With or without a legal framework, Thayer believes China seeks to divide regional states and strike bilateral deals.

"China has recently told the 10-member Association of Southeast Asian Nations that they should get their act together first before approaching China for discussions on the SCS. Some ASEAN states point out that getting consensus among the ASEAN 10 states would be difficult and that a unified bloc would only create friction in dealing with China," said Thayer.

The recent workshop in Hanoi will be followed on December 16 by another round of talks on the South China Sea, the next round of the so-called Military Maritime Consultative Agreement (MMCA) discussions involving delegations from China and the US. The meeting will be held at the Asia-Pacific Center for Security Studies in Honolulu, Hawaii.

"The Vietnam conference was essentially a Track 2 discussion of issues, whereas the MMCA is a Track 1 military-to-military dialogue," said Dutton. "The Vietnam Conference will have no impact on MMCA, as the issues are fundamentally different. The attendees at the Vietnam Conference were discussing national sovereignty and jurisdiction issues, whereas the MMCA discussions focus on freedoms of navigation and other military uses of the waters of the seas off China's coastline."

Thayer notes that the US Embassy in Hanoi did not send diplomatic observers to the workshop, thus distancing the US from sovereignty and territorial disputes in the South China Sea. "The next session of the MMCA may dampen maritime confrontation, such as the incident involving the USNS Impeccable.
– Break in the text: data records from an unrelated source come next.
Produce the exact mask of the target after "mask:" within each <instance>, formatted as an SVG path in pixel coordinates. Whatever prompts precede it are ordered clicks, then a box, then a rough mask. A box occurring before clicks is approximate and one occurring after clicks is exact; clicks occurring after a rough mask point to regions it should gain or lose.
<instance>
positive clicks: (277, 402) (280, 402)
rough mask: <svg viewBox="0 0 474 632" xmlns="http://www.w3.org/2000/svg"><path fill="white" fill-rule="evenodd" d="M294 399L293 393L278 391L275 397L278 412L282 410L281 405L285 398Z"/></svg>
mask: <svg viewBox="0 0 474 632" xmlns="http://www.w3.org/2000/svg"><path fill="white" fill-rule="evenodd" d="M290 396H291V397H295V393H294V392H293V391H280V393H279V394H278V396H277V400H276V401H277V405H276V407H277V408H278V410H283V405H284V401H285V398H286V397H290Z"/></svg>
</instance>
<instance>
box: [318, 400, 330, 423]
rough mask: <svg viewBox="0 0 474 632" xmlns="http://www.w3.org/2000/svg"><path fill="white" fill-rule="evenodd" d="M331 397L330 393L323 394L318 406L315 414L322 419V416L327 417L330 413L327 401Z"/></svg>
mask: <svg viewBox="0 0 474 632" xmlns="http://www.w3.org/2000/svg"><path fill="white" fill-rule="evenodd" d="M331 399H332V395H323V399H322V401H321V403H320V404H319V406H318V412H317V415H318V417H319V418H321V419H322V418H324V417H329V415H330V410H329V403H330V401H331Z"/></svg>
But a negotiated 'Incident at Sea Agreement' is likely to take a year or more before it is signed," said Thayer.

Thayer pointed to the visit to the US in October by General Xu Caihou, vice chairman of China's Central Military Commission. (See Chinese general on a long march, Asia Times, November 3, 2009.) General Xu identified the four obstacles to a healthy and stable US-China military relationship as starting with Taiwan, and he called upon the US to cease its intrusion via military aircraft and ships' intrusions into China's maritime EEZ.
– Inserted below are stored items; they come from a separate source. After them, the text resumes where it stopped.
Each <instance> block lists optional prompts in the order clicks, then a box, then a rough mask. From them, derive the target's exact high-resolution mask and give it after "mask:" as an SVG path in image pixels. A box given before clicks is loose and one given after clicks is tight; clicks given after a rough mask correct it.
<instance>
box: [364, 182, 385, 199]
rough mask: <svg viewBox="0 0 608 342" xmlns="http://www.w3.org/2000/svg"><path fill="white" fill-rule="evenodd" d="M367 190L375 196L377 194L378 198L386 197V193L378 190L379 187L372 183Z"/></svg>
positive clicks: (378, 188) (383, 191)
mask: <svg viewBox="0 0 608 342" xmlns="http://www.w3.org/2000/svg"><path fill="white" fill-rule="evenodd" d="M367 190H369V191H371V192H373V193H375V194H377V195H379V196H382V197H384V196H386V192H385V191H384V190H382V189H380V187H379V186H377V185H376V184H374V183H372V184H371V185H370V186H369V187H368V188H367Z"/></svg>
"China's main objective is to get the US to scale down, if not cease, its surveillance activities off China's coast and the naval base on Hainan Island particularly," said Thayer.
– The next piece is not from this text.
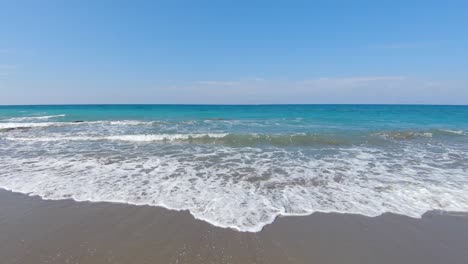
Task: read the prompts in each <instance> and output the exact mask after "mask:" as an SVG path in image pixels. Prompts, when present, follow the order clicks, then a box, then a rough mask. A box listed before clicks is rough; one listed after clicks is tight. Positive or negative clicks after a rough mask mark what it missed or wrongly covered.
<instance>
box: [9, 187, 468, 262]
mask: <svg viewBox="0 0 468 264" xmlns="http://www.w3.org/2000/svg"><path fill="white" fill-rule="evenodd" d="M0 245H1V247H0V257H1V260H2V261H1V263H4V264H15V263H18V264H28V263H31V264H32V263H34V264H38V263H82V264H91V263H93V264H94V263H96V264H97V263H424V264H428V263H460V264H461V263H468V253H467V252H468V217H467V216H466V214H457V213H441V212H430V213H427V214H425V215H424V216H423V218H421V219H414V218H409V217H406V216H400V215H394V214H386V215H382V216H379V217H375V218H370V217H364V216H359V215H343V214H334V213H330V214H325V213H315V214H312V215H310V216H302V217H280V218H278V219H277V220H276V221H275V222H274V223H273V224H271V225H268V226H266V227H265V228H264V229H263V230H262V231H261V232H258V233H245V232H237V231H234V230H230V229H223V228H218V227H214V226H212V225H210V224H208V223H206V222H203V221H200V220H196V219H194V218H193V217H192V216H191V215H190V214H189V213H188V212H177V211H170V210H166V209H164V208H158V207H149V206H133V205H125V204H112V203H88V202H75V201H72V200H64V201H45V200H42V199H40V198H39V197H29V196H26V195H24V194H18V193H12V192H8V191H4V190H1V191H0Z"/></svg>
Besides General Xu's demands, Fisher points to a recently retired PLA general who publicly called for China to greatly increase its military force deployments in the South China Sea and to build an airbase on Mischief Reef in the Spratly Islands.

"In addition to being only about 200 miles from the Philippine island of Palawan , it would extend PLA control over the Palawan Straits, a vital commercial sea lane for Japan , South Korea and Taiwan ," said Fisher who recently wrote an article about this issue. "An airbase on Mischief Reef would create a security challenge of a very high order which Washington could not ignore."

Taiwan's islands in the South China Sea make matters even more complicated. "There are also smaller islands closer to Hainan occupied by Taiwan. Beijing could use a number of excuses, from threatening military activity aimed at nuclear assets on Hainan, to a desire to create political instability in Taiwan as cause to take them over," said Fisher.

"Due to its decade-long investment in amphibious assault forces, the PLA could take these islands with ease. But having long ago chosen to concede to Beijing's 'One China' policies, it is highly unlikely that any Asian state would respond in a manner that defends their larger interests."

The South China Sea and even Taiwan are of less strategic importance to the US than they were during the Cold War-era. But China should not take this increasingly "disinterested" stance for granted. US strategy could shift with an up-tick in Chinese military activity in the region. And it is too early to tell if the meeting in Hanoi represents an important new chapter in China's dealings with its neighbors in particular.

"A continuation of US neutrality will only serve to hasten the day in which China becomes the region's anti-democratic hegemon with an ability to apply vast economic and military pressures to force regional conformity with its desires," said Fisher.

Peter J Brown is a freelance writer from the US state of Maine.